Prof
Apryll
Stalcup

Primary Department
School of Chemical Sciences
Role
Academic staff- Analytical Chemistry
Phone number: 01 700
6816
Campus
Glasnevin Campus
Room Number
X108

Academic biography

Apryll Stalcup is a Professor in the School of Chemical Sciences at Dublin City University.  She received a BS in Chemistry from California State University-Sacramento (1979) and her PhD from Georgetown University in Washington, DC (1988).  She was a Co-op Fellow at the National Institute of Standards and Technology (NIST) in Gaithersburg, Maryland (1985-1988). After a Postdoctoral Fellowship at the University of Missouri-Rolla, she moved to the University of Hawaii-Manoa in 1990.  In 1996, she moved to the University of Cincinnati and promoted to Full Professor in 2001.  She moved to Dublin City University In 2012 to become the Director of the Irish Separation Science Cluster (ISSC). 

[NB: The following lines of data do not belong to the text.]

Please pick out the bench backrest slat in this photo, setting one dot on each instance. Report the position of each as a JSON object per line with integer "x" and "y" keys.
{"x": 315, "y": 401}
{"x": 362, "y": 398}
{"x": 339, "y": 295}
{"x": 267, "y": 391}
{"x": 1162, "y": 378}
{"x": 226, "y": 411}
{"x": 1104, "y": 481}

Dr. Stalcup’s research interests are in separation science.  Her group pioneered the use of sulfated-β-cyclodextrin, heparin and quinine as chiral additives in capillary electrophoresis.  They have been very active in the application of surface-confined ionic liquids (SCIL), demonstrated their wide application range (e.g., reversed phase, normal phase, ion exchange and ion exclusion) and successfully extended the Linear Solvation Energy Relationship (LSER) model to account for retention on these unique phases. 

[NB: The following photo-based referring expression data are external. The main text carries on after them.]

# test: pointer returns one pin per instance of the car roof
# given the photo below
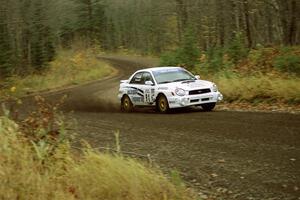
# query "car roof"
(153, 69)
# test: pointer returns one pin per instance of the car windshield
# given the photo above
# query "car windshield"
(172, 75)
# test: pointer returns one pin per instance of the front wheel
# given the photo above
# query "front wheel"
(126, 105)
(162, 104)
(208, 106)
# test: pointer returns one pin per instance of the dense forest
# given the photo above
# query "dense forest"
(32, 30)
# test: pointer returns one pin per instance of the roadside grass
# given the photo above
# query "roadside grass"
(66, 174)
(70, 67)
(258, 88)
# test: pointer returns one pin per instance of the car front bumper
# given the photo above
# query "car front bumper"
(192, 100)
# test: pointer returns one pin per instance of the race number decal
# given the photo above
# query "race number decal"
(147, 96)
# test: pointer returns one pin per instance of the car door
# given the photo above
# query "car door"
(135, 90)
(149, 89)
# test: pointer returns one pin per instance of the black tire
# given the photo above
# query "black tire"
(162, 104)
(126, 104)
(208, 106)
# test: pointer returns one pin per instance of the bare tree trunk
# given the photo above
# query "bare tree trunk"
(247, 20)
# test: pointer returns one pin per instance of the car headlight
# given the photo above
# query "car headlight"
(215, 88)
(180, 92)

In 2011, she was awarded the Cincinnati Chemist of the Year by the Cincinnati Section of the American Chemical Society.  In 2015, she received the American Microchemical Society A. A. Benedetti-Pichler Award and in 2021, she was the recipient of  the Stephen Dal Nogare Award sponsored by the Chromatography Forum of the Delaware Valley.  Dr. Stalcup is the author of over 100 publications, reviews, book chapters and one patent.  She has served as the thesis/dissertation advisor or mentor to 32 postgraduate and Postdoctoral Fellows.  She is a Fellow of the Institute of Chemistry of Ireland, the Royal Society of Chemistry, a member of the American Chemical Society, the American Association of the Advancement of Science and Sigma Xi. She served on the Royal Society of Chemistry Analytical Division Council, was a Contributing Editor for Trends in Analytical Chemistry and serves on the Editorial Board for Journal of Liquid Chromatography and Related Techniques. She was the Co-Chair (with Prof. Jeremy Glennon, University College Cork) of the 31st International Symposium on Chromatography in 2016.    

Research interests

Dr. Stalcup’s general research interests are in the area of separation science with an emphasis on understanding chromatographic and electrophoretic separation mechanisms, exploring new separation methods, characterizing complex carbohydrates and nuclear forensics.  Her group was the first to use sulfated-β-cyclodextrin, heparin and quinine as chiral additives in capillary electrophoresis.  Pioneering work in her group in the application of surface-confined ionic liquids (SCIL) demonstrated the wide range of potential separation modes (reversed phase, normal phase, ion exchange and ion exclusion) obtainable with these materials.  Her group has more recently demonstrated that the Linear Solvation Energy Relationship Model (LSER) can simultaneously account for the retention of neutrals as well as anions and cations on SCIL phases in liquid chromatography.